14227706Impasse decorre da falta de vagas no sistema prisional

Após o registro de presos retidos por mais de 40 horas em viaturas da Brigada Militar em função da falta de vagas no sistema carcerário gaúcho, a Polícia confirmou, nesta segunda-feira, que foi estabelecido um “teto” para o confinamento de presos em delegacias gaúchas. Esse processo é parte do efeito-cascata desencadeado pelo impasse, que se arrasta há meses. Conforme o delegado Marco Antônio de Souza, responsável pelas carceragens em delegacias na Capital, o estabelecimento de um limite visa garantir a segurança dos apenados e servidores.

De acordo com Souza, os espaços não são adequados para pernoite, muito menos para receber vários presos durante semanas. Desse modo, a situação de desconforto gera revolta entre os presos, que já ameaçaram agredir ou matar presos mais recentes, devido à superlotação. O delegado salienta, no entanto, que não existe um limite máximo ou mínimo, já que “as delegacias não deveriam receber preso algum por tanto tempo”.

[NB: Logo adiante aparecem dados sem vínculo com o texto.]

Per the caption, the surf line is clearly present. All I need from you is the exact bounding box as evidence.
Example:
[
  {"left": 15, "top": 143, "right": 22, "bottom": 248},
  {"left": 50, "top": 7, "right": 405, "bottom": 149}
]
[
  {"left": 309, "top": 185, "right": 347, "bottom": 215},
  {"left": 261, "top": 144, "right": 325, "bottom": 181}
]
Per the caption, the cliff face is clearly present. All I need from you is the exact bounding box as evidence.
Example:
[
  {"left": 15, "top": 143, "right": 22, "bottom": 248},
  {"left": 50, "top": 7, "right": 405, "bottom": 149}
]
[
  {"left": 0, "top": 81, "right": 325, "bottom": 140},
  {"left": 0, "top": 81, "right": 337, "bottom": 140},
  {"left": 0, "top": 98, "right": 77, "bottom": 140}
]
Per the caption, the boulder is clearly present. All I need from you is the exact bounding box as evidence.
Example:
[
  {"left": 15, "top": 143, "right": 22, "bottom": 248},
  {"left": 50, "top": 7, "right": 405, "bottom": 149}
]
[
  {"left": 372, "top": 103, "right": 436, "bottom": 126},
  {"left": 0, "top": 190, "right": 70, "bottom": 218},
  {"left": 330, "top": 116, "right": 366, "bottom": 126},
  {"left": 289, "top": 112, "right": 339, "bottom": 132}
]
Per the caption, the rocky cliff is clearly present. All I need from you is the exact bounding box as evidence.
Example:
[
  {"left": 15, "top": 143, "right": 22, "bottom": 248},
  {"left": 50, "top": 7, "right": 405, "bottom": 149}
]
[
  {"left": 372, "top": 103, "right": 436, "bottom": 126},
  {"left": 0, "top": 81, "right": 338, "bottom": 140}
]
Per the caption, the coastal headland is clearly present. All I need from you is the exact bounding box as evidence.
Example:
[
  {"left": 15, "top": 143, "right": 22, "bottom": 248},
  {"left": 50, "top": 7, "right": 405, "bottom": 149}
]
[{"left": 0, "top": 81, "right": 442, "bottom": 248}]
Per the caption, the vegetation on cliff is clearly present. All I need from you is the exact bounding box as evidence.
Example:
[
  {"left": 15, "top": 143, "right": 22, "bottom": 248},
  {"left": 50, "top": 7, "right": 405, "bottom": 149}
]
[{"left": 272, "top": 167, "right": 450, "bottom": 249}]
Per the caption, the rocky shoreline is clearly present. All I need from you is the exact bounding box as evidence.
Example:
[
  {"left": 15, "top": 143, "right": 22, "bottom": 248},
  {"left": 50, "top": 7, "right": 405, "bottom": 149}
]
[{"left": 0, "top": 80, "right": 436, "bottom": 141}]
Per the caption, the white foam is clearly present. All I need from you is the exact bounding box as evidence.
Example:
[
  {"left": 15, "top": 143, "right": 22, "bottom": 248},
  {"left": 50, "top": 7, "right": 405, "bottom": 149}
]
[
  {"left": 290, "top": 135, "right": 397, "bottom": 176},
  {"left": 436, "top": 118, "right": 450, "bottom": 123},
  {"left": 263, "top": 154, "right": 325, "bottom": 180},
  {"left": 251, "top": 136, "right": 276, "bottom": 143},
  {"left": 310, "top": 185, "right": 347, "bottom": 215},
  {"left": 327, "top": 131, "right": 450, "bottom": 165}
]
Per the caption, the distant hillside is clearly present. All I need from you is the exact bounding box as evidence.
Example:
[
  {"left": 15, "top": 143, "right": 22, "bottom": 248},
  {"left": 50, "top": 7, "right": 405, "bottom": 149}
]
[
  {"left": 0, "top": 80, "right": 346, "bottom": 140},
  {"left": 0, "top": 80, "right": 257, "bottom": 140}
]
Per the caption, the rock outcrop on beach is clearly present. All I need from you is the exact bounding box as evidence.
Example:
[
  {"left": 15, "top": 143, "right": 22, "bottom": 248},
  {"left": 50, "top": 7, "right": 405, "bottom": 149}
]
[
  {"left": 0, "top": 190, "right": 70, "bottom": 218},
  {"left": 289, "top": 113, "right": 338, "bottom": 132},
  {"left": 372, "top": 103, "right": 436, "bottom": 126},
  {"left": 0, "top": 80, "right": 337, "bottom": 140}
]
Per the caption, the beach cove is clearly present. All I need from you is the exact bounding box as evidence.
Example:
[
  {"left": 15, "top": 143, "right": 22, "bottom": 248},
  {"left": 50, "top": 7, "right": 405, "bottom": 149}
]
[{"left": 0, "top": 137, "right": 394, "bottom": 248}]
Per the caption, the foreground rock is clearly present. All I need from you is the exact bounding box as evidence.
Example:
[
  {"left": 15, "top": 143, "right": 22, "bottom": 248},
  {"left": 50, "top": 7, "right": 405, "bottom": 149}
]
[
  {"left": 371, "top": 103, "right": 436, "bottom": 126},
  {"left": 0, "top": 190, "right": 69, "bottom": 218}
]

Essa lotação também é variável de acordo com a situação observada em cada local. Significa dizer que um espaço que pode comportar extraordinariamente 20 presos pode ser interditado com dez, caso se verifique perigo iminente. Brigas entre facções rivais também podem motivar a redução ou remoção de presos.

O delegado garantiu que, nesta segunda-feira, não há apenados em carros da Brigada Militar, mas confirmou 28 presos em delegacias apenas em Porto Alegre. A Susepe confirmou outros 30 em unidades da região Metropolitana.